This information is relevant not only to employees but also to managers working with personnel. The current policies to monitor employee health compliance should be reviewed because vaccination is a step towards overcoming the pandemic, and collective safety principles need to be transformed. Therefore, the problem concerns the heads of structural divisions primarily. At the same time, despite the arguments presented, challenges may arise with the delivery of this information to supervisors and team leaders. People who do not understand the principles of vaccination can resist change, which, in turn, will make it difficult to optimize the workflow. For many of them, masks have become an essential attribute, and it may seem to them wrong to abandon these protection tools, despite the illogicality of such behavior.
The key goal is to convey to the target audience that vaccination is an objective driver to reduce the level of existing sanitary standards due to the principles of impact on public health. The gradual transition to mass vaccination and the abandonment of personal protective equipment as useless tools are important tasks to be implemented in the near future. To achieve this, an appropriate evidence base is needed, which includes not only general reasoning but also accurate scientific justification. Communicating the necessary data to team leaders and human resource managers can help convince them that they should not follow outdated health safety practices.
As a rationale for the proposed argument for avoiding masks for vaccinated employees, relevant resources can be utilized. For instance, the article by Adjodah et al. (2021) considers how avoiding mask mandate could affect COVID-19 outcomes. The authors note that tightening vaccination controls rather than personal protective equipment may be a better practice to address the pandemic (Adjodah et al., 2021). The research by Shriver (2021) cites similar theses, and the author draws attention to the fact that gradual vaccination of a large part of the population is inevitable, which can reduce new disease cases significantly.
As a result, the need for masks is eliminated because people acquire the necessary antibodies and immunity to the coronavirus infection. Finally, West (2021) argues that most policymakers and health managers agree on the benefits of masks but, at the same time, confirm that vaccination is a reliable means of protecting the population. Thus, authoritative sources confirm the relevance of the thesis about the safety of mask-free social contacts in the context of mass vaccination.

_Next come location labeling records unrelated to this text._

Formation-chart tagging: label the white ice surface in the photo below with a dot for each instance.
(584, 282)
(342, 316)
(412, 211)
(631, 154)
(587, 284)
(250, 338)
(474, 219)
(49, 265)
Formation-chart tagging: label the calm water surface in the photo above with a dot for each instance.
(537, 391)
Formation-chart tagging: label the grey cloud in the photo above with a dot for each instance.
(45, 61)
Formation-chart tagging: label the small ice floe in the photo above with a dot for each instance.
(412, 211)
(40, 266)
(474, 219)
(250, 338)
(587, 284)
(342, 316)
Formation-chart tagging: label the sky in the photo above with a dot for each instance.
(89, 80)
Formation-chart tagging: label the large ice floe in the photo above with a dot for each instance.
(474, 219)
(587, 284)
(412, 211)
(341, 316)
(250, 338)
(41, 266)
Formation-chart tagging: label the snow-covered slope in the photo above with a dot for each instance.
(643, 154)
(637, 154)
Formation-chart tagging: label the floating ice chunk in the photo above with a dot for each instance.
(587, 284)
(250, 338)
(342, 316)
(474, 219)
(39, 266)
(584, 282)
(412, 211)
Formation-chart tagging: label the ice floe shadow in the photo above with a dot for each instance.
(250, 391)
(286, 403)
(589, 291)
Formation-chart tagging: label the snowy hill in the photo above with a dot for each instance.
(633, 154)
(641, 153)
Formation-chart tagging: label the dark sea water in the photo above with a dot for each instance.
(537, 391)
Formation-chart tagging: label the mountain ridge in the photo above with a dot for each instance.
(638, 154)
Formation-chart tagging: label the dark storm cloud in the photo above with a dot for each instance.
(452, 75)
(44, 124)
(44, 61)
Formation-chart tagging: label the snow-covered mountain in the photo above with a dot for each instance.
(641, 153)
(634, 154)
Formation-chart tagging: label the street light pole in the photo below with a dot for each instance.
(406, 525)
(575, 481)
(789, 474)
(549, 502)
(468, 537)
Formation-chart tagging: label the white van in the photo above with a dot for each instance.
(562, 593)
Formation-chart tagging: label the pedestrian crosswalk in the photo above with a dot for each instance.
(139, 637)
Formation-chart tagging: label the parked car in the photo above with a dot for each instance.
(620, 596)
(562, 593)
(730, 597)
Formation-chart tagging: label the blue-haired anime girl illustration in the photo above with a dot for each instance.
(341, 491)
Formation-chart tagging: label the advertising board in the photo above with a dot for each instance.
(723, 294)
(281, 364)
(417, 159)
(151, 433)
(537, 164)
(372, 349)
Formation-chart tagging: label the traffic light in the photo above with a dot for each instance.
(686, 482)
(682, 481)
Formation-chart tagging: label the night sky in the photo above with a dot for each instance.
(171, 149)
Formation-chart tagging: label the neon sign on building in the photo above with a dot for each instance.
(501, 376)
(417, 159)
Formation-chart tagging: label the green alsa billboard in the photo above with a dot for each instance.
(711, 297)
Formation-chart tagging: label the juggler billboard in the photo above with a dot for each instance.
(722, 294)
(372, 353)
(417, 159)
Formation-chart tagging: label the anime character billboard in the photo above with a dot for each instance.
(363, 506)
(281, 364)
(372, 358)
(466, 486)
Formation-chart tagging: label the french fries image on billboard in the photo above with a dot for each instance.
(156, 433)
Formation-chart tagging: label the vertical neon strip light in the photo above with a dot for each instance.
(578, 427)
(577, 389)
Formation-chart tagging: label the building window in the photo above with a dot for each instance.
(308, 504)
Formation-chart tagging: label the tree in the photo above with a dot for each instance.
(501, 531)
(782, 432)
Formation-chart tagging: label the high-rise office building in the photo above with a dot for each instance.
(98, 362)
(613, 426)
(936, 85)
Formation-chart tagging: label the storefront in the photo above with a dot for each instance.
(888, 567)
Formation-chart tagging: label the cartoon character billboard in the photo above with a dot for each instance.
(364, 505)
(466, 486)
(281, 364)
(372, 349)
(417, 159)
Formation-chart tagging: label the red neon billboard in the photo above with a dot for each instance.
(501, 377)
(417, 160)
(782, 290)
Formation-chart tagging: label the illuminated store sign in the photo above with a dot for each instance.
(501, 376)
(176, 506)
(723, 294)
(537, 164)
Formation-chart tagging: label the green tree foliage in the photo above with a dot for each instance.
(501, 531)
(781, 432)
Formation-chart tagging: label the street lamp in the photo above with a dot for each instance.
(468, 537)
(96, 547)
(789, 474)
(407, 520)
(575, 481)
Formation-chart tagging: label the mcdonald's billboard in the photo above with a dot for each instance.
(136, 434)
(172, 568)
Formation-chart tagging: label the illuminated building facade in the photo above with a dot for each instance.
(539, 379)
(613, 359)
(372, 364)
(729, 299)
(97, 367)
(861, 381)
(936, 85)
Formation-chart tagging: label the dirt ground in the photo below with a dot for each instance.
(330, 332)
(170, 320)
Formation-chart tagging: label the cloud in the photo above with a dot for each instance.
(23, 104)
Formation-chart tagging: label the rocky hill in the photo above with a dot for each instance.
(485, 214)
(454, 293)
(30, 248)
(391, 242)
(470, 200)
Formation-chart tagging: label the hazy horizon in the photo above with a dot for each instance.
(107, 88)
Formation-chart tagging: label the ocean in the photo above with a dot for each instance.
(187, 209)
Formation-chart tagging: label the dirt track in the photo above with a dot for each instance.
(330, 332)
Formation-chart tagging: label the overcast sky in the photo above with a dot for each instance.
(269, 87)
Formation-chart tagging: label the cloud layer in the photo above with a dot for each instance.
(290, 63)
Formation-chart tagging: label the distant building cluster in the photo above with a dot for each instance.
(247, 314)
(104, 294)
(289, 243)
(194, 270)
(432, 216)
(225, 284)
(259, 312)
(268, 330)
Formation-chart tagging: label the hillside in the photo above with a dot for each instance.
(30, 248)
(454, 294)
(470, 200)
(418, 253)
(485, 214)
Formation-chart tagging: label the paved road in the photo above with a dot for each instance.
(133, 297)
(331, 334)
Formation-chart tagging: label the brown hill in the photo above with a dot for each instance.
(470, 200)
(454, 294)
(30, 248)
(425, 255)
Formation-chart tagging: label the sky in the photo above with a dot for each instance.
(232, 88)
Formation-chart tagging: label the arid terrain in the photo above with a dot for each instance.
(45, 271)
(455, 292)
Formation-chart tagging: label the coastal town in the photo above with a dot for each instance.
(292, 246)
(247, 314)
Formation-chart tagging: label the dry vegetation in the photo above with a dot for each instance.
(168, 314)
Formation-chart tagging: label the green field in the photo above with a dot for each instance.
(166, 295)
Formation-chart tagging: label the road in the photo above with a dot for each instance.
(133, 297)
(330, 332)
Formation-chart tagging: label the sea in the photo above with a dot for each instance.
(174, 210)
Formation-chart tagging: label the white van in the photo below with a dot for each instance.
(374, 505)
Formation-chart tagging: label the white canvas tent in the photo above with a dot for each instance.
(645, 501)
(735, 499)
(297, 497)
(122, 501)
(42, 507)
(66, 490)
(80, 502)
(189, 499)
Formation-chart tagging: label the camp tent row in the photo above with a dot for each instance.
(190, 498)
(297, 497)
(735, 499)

As a result of the proposed evidence, the argument about the uselessness of using masks in interactions between vaccinated employees can be supported by specific arguments. Firstly, human resource managers have information on the number of vaccinated employees, and this is not difficult for them to identify who has the right not to wear a mask in the workplace. Secondly, social distance becomes irrelevant since, as Shriver (2021) states, for a vaccinated person, even an unvaccinated interlocutor does not pose a threat. Thirdly, vaccination control is a sufficient measure to do by human resource managers because, according to Adjodah et al. (2021), vaccination is progressing rapidly. Therefore, the original argument has ample reasons to propose for consideration.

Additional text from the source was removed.